I found the detail published by Raptor Politics alleging the RSPB were pulling out of the Langholm Moor Demonstration Project somewhat intriguing even though the information turned out to have been erroneous. The additional detail supplied by Adrian claiming lead slivers were being placed within dead baits (no precise locations supplied) to poison raptors was more worrying. I just hope Adrian is able to supply the RSPB with the important information they have now requested.
The news from Lancashire’s Forest of Bowland this year that hen harriers failed to breed, not only on the United Utilities estate, but this trend extending to the rest of Bowland’s shooting estates was perhaps not too surprising. Although a number of confirmed observations of hen harriers were made on several separate occasions on both the Abbeystead and Bleasdale estates, these birds curiously disappeared when perhaps they should have been breeding.
The harrier’s plight is now regarded as beyond critical, with only a single successful breeding record for the whole of England reported from the Lake District National Park. The current situation in southern Scotland is almost as bad and is unlikely to recover any time soon resulting from persecution during the winter, in particular at winter roosts.
After working so hard since 2008 to promote the Langholm project the news that the RSPB’s head warden at Langholm, Aly McCluskie has decided to leave the project, has come as a bombshell and his absence at this time will be greatly missed for many reasons. I just hope whoever his replacement may be that the new individual will posses not only the knowledge but also an experience of working with hen harriers necessary to carry on the good work undertaken for so long by his predecessor.
The importance of the Langholm Demonstration Project cannot be over emphasised, and as a result of the huge commitment does indicate to me that perhaps where there is a will there is possibly a way. There is no doubting the dedication and support from the Buccleuch estate, its estate keepers and everyone else involved. The project deserves to succeed just as Graham has so rightly pointed out in his comment submitted to Raptor Politics – Like everyone else with a love and passion for this iconic moorland raptor we can only hope the project will in the end overcome the obstacles it will encounter demonstrating to other estates grouse shooting can coexist along side hen harriers. A question perhaps Graham could answer is how many other moorland estates owned by the Duke of Buccleuch in Scotland have breeding pairs of hen harriers?

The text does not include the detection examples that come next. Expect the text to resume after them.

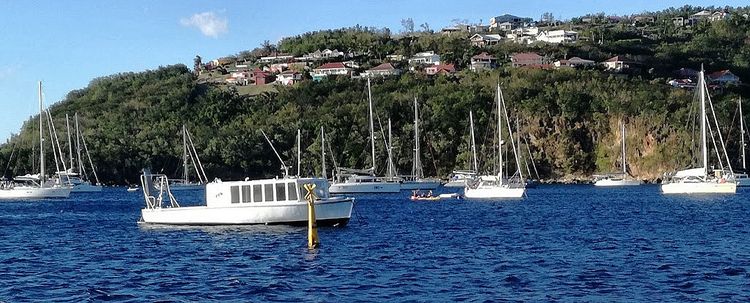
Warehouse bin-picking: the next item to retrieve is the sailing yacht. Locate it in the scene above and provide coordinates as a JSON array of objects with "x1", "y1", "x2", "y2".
[
  {"x1": 444, "y1": 111, "x2": 478, "y2": 187},
  {"x1": 594, "y1": 121, "x2": 643, "y2": 186},
  {"x1": 169, "y1": 125, "x2": 208, "y2": 191},
  {"x1": 733, "y1": 98, "x2": 750, "y2": 187},
  {"x1": 402, "y1": 97, "x2": 441, "y2": 190},
  {"x1": 0, "y1": 81, "x2": 71, "y2": 199},
  {"x1": 56, "y1": 113, "x2": 102, "y2": 192},
  {"x1": 661, "y1": 69, "x2": 737, "y2": 194},
  {"x1": 328, "y1": 78, "x2": 401, "y2": 194},
  {"x1": 464, "y1": 84, "x2": 526, "y2": 199}
]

But does the future bode well for the Langholm project’s success? Perhaps not when consideration is give to the overwhelming opposition the hen harrier is now facing from other owners of red grouse moorland which encircles the Duke of Buccleuch’s Langholm estates in southern Scotland and elsewhere? The fact that the hen harrier in this region of Scotland has now been reduced to just two breeding pairs by hostile opposition may well turn out to be an indicator of just how difficult things have become. If this issue is left unresolved what would be the point of encouraging any breeding hen harriers at Langholm, if after fledging into other moorland regions, including England, these birds then disappear as information obtained from satellite tracking is now beginning to show?

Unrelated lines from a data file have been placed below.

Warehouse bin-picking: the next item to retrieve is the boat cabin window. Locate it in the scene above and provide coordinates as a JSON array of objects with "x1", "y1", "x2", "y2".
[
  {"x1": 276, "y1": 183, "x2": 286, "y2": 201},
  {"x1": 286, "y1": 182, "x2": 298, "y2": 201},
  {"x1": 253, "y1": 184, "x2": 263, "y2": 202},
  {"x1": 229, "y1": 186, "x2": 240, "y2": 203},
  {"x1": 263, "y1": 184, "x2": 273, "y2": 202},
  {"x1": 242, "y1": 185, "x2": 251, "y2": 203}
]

We need not look any further for an example of what can happen than the RSPB’s Geltsdale Nature Reserve in the northern Pennines where numbers of breeding harriers peaked at six pairs before all these birds were eliminated allegedly at the hands of gamekeepers crossing estate boundaries from nearby shooting estates. One incident where a female harrier was shot at the nest was even recorded on camera. The last breeding pair of hen harriers at Geltsdale was recorded in 2006 which is surprising when considering the amount of effort the RSPB has put into site protection and habitat improvement. Throughout the last seven seasons, although small numbers of hen harriers are seen prospecting on the reserve each spring no breeding has occured. The question is “Why do these birds then consistently and inexplicably disappear without trace ?”
I am reminded of what the United Utilities Bowland estate manager Mr. Ian Grindy said in 2007 at a meeting associated with Natural England’s Hen Harrier Recovery Project. Mr.Grindy stated and I paraphrase – that whilst he was manager he would never appoint gamekeepers to work on the UU estate because hen harriers would disappear within twelve months. I understand the difficult position in which he finds himself but regretably this is just what happened when UU subsequently leasing several portions of the estate to shooting syndicates; as a result it was inevitable that his prediction that the hen harrier would disappear from the estate would come true, which it has in 2012, five years after he made it.
Terry Pickford,
North West Raptor Group
Related Stories:
http://raptorpolitics.org.uk/2009/08/09/hen-harrier-disaster-on-united-utilities-land/


The loss of the Hen Harrier will simply embolden those responsible for this loss – with the likes of Golden Eagle, Peregrine etc. to follow if this type of thing is not dealt with head on!!
United Utilities Plc Have a part-time keeper on their estate who sets vermin traps very near an old quarry in Bowland, Peregrines lay eggs each year yet oddly they disappear along with the Ravens….Just saying.